In the debate about the development of nuclear power in Finland, the Director General of the Finnish Radiation and Nuclear Safety Authority, Jukka Laaksonen, has written an article which is patronising, misleading and incorrect.

I will begin with the obvious error. Prof Schmitz Feuerhake referred to the KiKK study of child leukaemia near the German nuclear plants; Laaksonen’s response was there have been similar studies done since the 1970s which show no increases in child leukaemia. This is untrue. In reality, most of the studies which have looked have found such increases. KiKK is not new. In 1983 there was found a 10-fold excess of child leukaemia near the nuclear reprocessing plant at Sellafield. This was followed by the discovery of statistically significant excesses of child leukaemia near the Dounreay reactors in Scotland, near Hinkley Point reactors in Somerset, UK, near the Atomic Weapons site at Aldermaston UK, near the French reprocessing plant at La Hague in Normandy, near Kruemmel in Germany and so forth. It seemed to be a question of whether the plants discharged to areas where there was a geophysical source of transferring the radioactive material in the discharges to the mothers of the children, or the children themselves. In a 2007 meta-analysis of all the studies of child leukaemia near nuclear plants most of the studies showed excess rates. Of course, the response was always the same: the doses were too low. I will revisit this below.

And extremely relevant to the argument about the cause of the nuclear site child leukemias is a study I carried out of the increases of infant leukaemia (age 0-1) in those children who were in the womb at the time of the Chernobyl fallout. These infant leukaemia increases were reported from several countries, Greece, Germany, Wales, Scotland, Belarus even the USA by several different research groups. Comparison of the excess rates reported with the numbers predicted by the current risk model of the International Commission on Radiological Protection (ICRP) showed an error in that model of about 500 fold. This is also approximately the number needed to explain the nuclear site child leukemias but in the case of the Chernobyl infants in the womb, there is no other explanation but exposure to radionuclides.

But childhood leukemia is a very rare disease, with rates of about 6 per 100,000 children per year, and so to be able to detect changes you have to have a very large base population living in the exposure region, which is about 5km from the plant, or living where the plant sends its radioactive discharges (by sea, river or air).

Since child leukaemia follows genetic damage in the womb, the same genetic damage will occur in adults and will lead to increases in cancers which have a much higher incidence rate. We have studied female breast cancer near nuclear sites in the UK and in areas where contaminated sea sediment appears on the coastal areas near the nuclear sites. In two different nuclear power plants in the UK, Hinkley Point in Somerset and Bradwell in Essex we have found a statistically significant doubling in female breast cancer risk in those populations living next to the coast. In both these studies, the UK government has followed up our work and had to concede it is correct, yet again the same argument is deployed as was made by Jukka Laaksonen, that the doses were too low to cause the effect and therefore it cannot be the radiation.
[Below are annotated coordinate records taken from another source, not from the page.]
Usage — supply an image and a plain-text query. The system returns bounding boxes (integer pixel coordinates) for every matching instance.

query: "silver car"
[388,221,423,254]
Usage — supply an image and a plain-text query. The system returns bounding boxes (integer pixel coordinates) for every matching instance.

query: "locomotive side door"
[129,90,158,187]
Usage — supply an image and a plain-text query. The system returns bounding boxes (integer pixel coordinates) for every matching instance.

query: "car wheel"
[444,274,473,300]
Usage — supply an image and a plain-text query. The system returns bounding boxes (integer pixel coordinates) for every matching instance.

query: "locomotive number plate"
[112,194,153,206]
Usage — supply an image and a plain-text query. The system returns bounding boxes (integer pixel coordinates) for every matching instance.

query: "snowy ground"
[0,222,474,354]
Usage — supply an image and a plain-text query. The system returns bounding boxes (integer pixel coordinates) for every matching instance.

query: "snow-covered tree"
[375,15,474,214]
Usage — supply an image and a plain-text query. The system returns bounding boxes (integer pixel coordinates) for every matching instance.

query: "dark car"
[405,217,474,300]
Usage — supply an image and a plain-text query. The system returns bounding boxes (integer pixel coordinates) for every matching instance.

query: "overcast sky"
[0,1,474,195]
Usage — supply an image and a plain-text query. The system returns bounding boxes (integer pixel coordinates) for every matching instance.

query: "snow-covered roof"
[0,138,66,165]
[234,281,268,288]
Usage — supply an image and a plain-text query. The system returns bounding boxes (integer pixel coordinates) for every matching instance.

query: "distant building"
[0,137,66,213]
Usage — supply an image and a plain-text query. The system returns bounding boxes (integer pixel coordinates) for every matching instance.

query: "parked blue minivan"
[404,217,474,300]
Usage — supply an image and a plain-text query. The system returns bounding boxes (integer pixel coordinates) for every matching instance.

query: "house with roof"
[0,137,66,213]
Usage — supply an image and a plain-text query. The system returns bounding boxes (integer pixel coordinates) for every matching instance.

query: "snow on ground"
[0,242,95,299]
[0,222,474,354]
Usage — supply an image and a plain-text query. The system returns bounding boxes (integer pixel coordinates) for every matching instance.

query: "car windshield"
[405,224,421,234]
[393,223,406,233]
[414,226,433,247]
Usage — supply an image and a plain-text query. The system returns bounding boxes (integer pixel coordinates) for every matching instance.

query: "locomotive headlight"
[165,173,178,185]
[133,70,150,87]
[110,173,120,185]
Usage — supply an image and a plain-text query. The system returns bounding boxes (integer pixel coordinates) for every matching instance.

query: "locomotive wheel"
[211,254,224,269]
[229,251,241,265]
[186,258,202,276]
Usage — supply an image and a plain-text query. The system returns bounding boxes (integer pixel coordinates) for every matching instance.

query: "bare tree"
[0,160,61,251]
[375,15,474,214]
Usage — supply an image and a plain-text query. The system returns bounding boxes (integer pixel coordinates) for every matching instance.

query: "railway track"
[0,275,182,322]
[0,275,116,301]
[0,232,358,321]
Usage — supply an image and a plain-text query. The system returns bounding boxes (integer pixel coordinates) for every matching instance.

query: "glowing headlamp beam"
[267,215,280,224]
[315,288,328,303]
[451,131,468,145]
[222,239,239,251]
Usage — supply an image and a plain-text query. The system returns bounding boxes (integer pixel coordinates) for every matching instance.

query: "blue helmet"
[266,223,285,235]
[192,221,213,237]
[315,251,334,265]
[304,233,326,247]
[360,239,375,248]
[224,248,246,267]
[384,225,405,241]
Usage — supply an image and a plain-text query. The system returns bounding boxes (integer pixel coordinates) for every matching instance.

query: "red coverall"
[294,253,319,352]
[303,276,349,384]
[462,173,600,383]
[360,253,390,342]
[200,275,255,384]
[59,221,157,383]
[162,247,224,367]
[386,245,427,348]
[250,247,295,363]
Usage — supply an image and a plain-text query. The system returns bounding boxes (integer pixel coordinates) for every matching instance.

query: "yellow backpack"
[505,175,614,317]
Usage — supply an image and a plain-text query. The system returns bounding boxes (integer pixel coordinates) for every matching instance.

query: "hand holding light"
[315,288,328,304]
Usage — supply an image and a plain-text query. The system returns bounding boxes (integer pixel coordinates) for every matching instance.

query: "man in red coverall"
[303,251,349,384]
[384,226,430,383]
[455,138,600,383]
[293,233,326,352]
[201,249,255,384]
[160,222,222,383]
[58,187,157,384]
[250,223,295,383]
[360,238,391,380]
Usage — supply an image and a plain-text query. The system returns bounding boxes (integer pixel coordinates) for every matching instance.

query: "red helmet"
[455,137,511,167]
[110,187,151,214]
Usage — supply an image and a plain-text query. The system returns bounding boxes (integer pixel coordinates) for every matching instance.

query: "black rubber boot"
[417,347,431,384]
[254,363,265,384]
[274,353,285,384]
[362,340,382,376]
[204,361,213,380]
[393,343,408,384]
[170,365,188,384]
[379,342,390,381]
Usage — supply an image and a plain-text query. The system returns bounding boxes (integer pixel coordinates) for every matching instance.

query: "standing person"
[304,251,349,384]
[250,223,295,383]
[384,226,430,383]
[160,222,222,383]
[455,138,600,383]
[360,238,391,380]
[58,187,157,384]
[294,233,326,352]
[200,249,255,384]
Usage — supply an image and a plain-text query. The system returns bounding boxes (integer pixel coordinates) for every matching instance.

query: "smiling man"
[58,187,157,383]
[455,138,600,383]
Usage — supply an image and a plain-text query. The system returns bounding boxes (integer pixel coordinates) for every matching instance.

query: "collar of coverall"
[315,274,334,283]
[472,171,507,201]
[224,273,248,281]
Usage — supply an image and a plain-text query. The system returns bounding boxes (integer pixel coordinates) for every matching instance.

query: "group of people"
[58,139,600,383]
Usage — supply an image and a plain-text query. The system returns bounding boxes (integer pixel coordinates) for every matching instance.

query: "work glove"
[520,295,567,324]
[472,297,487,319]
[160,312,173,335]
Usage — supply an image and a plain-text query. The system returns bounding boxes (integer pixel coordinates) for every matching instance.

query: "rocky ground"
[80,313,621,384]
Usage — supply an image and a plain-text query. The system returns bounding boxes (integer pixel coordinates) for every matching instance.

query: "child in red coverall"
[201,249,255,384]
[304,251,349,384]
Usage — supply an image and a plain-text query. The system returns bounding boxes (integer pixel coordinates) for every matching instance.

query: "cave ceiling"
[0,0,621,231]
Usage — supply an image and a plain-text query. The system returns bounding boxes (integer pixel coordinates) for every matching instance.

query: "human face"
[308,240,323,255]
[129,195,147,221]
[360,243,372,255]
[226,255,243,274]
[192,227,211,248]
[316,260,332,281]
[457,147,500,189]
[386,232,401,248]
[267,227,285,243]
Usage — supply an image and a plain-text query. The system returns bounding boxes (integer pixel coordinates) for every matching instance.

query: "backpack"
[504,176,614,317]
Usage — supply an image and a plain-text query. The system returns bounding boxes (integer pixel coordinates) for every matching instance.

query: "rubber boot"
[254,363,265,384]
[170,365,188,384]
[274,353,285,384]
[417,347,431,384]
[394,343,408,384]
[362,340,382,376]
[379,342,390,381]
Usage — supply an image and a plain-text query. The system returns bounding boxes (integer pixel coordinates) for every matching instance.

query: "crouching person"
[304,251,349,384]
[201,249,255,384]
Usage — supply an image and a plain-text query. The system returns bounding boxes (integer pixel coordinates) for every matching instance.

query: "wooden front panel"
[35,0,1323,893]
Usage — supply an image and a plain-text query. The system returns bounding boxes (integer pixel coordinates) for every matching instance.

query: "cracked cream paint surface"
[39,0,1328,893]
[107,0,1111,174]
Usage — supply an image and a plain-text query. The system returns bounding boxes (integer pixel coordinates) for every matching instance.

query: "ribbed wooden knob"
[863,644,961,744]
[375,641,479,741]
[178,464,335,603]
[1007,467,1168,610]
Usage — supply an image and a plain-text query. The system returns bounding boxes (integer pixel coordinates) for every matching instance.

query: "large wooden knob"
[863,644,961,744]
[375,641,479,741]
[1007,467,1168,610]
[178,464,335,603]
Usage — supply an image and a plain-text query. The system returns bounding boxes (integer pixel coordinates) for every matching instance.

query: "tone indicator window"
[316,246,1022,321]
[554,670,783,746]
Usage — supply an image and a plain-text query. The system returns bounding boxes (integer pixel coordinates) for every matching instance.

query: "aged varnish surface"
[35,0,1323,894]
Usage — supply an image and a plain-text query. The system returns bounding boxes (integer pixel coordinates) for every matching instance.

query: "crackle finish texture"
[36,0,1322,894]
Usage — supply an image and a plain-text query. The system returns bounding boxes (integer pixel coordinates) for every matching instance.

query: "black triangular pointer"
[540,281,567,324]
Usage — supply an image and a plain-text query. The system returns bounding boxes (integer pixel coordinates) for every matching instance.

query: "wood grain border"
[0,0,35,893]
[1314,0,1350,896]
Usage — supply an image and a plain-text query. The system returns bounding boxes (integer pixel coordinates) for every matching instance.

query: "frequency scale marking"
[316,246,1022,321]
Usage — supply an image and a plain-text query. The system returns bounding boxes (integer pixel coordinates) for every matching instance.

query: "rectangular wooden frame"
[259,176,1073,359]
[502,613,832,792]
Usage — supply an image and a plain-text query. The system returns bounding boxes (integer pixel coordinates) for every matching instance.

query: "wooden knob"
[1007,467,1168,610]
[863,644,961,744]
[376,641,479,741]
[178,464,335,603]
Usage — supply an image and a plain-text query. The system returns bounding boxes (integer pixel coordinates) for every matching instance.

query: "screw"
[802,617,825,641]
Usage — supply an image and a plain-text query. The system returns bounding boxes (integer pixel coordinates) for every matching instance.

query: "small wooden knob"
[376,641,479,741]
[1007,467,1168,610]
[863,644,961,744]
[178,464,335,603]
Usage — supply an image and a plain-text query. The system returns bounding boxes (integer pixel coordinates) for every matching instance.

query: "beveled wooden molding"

This brings me to the explanation.

Absorbed Dose is meaningless

The unit for measuring radiation in humans is Absorbed Dose. The concept is fundamental to radiation protection. For how can you make limits to exposures, or assess risk, if you have no way of measuring radiation? You might ask who it is that is making the frightening statement that Absorbed Dose is meaningless. The answer is that it is the International Commission on Radiological Protection itself in a draft to its 2007 Risk Model:

(50) For radiations emitted by radionuclides residing within the organ or tissue, so-called internal emitters, the absorbed dose distribution in the organ depends on the penetration and range of the radiations and the homogeneity of the activity distribution within the organs or tissues. The absorbed dose distribution for radionuclides emitting alpha particles, soft beta particles, low-energy photons, and Auger electrons may be highly heterogeneous. This heterogeneity is especially significant if radionuclides emitting low –range radiation are deposited in particular parts of organs or tissues, e.g. Plutonium on bone surface or Radon daughters in bronchial mucosa and epithelia. In such situations the organ-averaged absorbed dose may not be a good dose quantity for estimating the stochastic damage. The applicability of the concept of average organ dose and effective dose may, therefore, need to be examined critically in such cases and sometimes empirical and pragmatic procedures must be applied.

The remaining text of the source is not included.